Sir Ralph de Ashton or Assheton (fl. 1421–1486), was an officer of state under Edward IV of England.

Ashton arms: Argent, a mullet sable pierced of the field

==Early life==
Ashton was the half-brother of Sir Thomas de Ashton (fl. 1446) the alchemist, and the son of the Sir John de Ashton mentioned by Froissart. His mother was Margaret, daughter of Sir John Byron of Clayton. In his seventeenth year, he was one of the pages of honour to Henry VI, and at the same early age, he married Margaret, the heiress of the Bartons of Middleton, and became the founder of the family that held the lordship there until the 18th century, when it passed by the female line to the holders of the Suffield peerage. His grandson Richard Ashton rebuilt St Leonard's church at Middleton in 1524.

==Offices==
Ralph Ashton was a man of influence, and in the reign of Edward IV he held various offices. He was High Sheriff of Yorkshire in 1472, and for his courage at the capture of Berwick upon Tweed he was made a knight banneret at Hutton Field.

When his commander, the Duke of Gloucester, became Richard III, he rewarded Sir Ralph's adhesion to the Yorkist cause by extensive grants of land. In 1483 he was appointed vice-constable of England and lieutenant of the Tower of London.

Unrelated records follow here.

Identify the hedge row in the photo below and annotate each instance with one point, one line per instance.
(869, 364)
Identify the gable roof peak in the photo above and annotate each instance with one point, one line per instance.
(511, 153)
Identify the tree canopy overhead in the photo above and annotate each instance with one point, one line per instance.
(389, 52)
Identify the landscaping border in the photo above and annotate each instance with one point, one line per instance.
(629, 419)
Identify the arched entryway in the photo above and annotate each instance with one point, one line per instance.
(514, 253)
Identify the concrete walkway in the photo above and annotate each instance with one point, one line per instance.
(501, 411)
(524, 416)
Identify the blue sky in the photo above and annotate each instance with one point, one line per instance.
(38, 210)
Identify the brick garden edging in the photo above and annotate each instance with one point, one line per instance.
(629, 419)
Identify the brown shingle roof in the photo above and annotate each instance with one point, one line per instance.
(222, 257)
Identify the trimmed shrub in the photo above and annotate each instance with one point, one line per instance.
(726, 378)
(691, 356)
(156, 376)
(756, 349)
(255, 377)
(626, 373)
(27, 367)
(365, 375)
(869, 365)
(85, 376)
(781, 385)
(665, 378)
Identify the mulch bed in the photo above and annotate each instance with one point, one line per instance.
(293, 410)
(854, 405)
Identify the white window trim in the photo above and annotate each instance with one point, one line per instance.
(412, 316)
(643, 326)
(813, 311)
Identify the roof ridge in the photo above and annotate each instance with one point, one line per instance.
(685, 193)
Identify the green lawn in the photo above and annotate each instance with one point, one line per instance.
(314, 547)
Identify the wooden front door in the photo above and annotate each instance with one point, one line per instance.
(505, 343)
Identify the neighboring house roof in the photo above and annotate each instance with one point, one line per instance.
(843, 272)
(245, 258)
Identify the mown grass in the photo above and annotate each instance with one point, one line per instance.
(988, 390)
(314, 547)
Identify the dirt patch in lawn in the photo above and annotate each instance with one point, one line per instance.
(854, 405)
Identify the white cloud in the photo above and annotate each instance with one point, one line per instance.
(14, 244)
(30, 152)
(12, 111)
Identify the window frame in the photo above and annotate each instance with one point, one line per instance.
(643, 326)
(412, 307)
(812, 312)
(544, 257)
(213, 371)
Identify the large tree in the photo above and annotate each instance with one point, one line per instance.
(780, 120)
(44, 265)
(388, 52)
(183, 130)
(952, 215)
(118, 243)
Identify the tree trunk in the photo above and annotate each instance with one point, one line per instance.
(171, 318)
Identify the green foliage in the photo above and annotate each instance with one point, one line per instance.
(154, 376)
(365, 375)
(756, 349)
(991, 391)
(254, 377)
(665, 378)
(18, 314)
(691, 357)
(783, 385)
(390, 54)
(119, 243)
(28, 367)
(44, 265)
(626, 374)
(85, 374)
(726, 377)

The date of his death is unknown, but he is traditionally said to have been shot at Ashton-under-Lyne, and the yearly ceremony known as the "Riding of the Black Lad" is regarded as a commemoration of that event.

There is a very full rent-roll or custumal of the manor of Ashton in 1422, in which the various names and obligations of the tenants are set forth.

==Legacy==
Ralph Ashton is mentioned in a passage that Dr. Hibbert-Ware has explained with much ingenuity, though not with absolute certainty. According to this, corn marigold (Chrysanthemun segetum) grew so extensively in the low wetland about Ashton as to be inimical to the crops, and the lord of the manor had an annual inspection and levied fines on those tenants on whose lands it was seen. This power, delegated to Ralph Ashton and his brother Robert, is said to have been made the pretext of such tyrannical exactions that on one of these visitations the tenants rose in desperation and the "Black Knight" was slain. Others hold that it was whilst exercising in the northern parts his despotic powers as vice-constable that he excited the terror expressed in the legendary rhyme:—

Sweet Jesu, for thy mercy's sake
And for thy bitter passion,
Save us from the axe of the Tower,
And from Sir Ralph of Ashton.

The effigy of the Black Knight used to be paraded through the town of Ashton on Easter Monday.